The first thing to do is to open the miso that has been wrapped for a winter, and rinse off the insects in the cracks with water, which usually should not be insects, unless it is not tightly wrapped, and an important reason for not wrapping tightly is that there is less paper and no wrapping. Why don't you use more paper? Because without paper, that's the times.
The rinsed miso cubes need to be broken into fist-sized pieces. After cooling, pour it into the jar, then pour in the water, much more water than the crushed miso cubes, and then add the appropriate amount of large grains of salt. Then seal the sauce jar with paper, and put the sealed sauce jar in the outdoor garden to let the sun shine. The purpose of this is to allow the miso to ferment, and the fermentation process takes about ten days.
When the fermentation is almost done, open the seal and pound the sauce with a miso rake. The miso rake is made of wood, a round wooden stick with a small rectangular plank the size of a palm nailed to one end. Every day, the sauce should be pounded for ten minutes, and it is usually fermented for more than ten days after unsealing, and it can basically be eaten. But that's not all, the sauce still needs to be pounded every day, and the miso is still fermenting every day, which is a long-term process that lasts almost all summer.

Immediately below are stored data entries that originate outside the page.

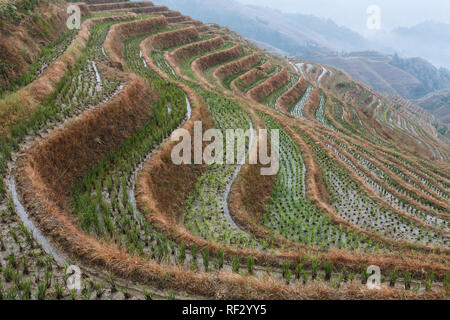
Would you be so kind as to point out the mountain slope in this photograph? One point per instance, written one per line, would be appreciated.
(95, 171)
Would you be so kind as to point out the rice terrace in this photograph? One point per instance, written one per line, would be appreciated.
(93, 206)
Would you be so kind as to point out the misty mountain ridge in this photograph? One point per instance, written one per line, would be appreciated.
(321, 40)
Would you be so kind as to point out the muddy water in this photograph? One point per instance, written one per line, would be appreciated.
(228, 187)
(22, 213)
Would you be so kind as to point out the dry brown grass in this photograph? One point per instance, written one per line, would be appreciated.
(253, 75)
(288, 99)
(204, 62)
(197, 48)
(21, 104)
(261, 91)
(119, 32)
(119, 5)
(66, 155)
(236, 66)
(312, 104)
(169, 39)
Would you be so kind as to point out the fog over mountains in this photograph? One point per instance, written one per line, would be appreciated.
(407, 56)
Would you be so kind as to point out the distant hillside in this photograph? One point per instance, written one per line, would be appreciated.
(320, 40)
(430, 40)
(431, 78)
(294, 34)
(438, 103)
(412, 78)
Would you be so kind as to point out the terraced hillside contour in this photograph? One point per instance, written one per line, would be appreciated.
(87, 175)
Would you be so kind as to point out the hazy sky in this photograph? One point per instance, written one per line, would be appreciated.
(352, 13)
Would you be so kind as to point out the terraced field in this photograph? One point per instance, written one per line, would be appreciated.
(87, 176)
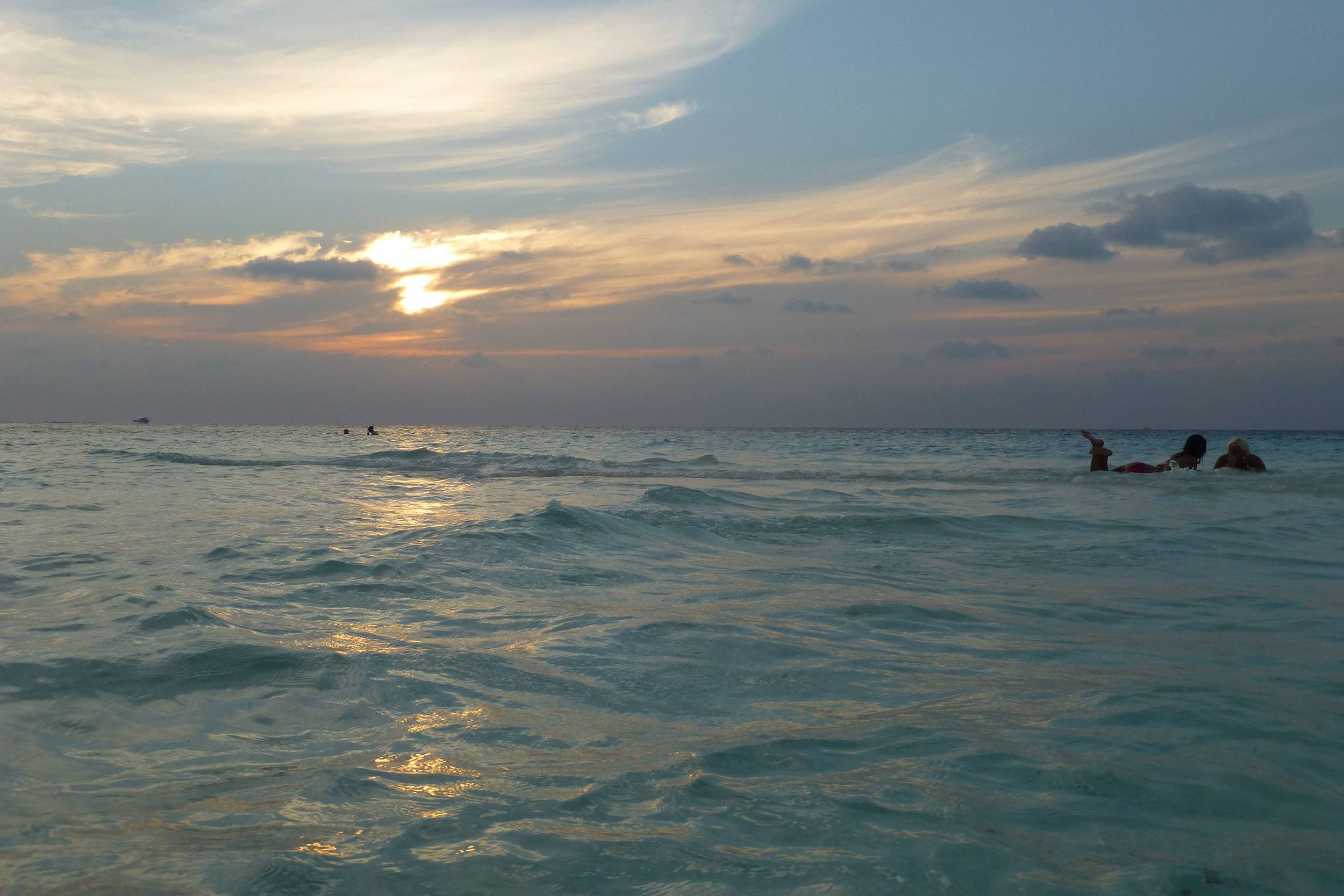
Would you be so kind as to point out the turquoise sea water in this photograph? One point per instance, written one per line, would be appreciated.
(268, 660)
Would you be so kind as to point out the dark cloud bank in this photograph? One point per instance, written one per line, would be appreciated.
(996, 291)
(1209, 226)
(963, 351)
(815, 307)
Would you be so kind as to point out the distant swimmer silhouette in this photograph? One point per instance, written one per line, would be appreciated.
(1186, 458)
(1240, 457)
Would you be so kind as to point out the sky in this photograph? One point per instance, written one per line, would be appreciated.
(673, 213)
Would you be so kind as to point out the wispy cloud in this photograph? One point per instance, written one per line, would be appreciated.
(30, 207)
(654, 117)
(391, 292)
(166, 84)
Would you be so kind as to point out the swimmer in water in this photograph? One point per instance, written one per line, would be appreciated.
(1186, 458)
(1240, 457)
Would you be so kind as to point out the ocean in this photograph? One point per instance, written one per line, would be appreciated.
(278, 660)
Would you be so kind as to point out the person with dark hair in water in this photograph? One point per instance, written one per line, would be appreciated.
(1240, 457)
(1186, 458)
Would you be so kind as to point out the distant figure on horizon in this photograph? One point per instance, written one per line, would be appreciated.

In this process, if the sauce jar is not well protected, maggots will be born, and maggots will climb up along the wall of the sauce jar when they grow to a certain length. But the maggots are not harmful to the human body, they are just uncomfortable to look at. Therefore, there is a common saying in the Northeast, that is: maggots in the sauce jar do not bite and itch. This phrase usually refers to people who are annoying. Bai Yang also vividly compared the Chinese to maggots in the sauce jar, saying that the Chinese will only climb in such a small world as the sauce jar, and arch each other randomly.
Korean miso, which is very fashionable now, is not the same as Tohoku miso, but Korean miso is a branch of Tohoku miso, which was passed over from Tohoku hundreds of years ago, and was transformed into what it is now after being spread to the Korean Peninsula. The miso made by the Koreans in Yanbian is a typical Northeast miso but it also has a different taste from the miso made by the Han people in the Northeast and has national characteristics.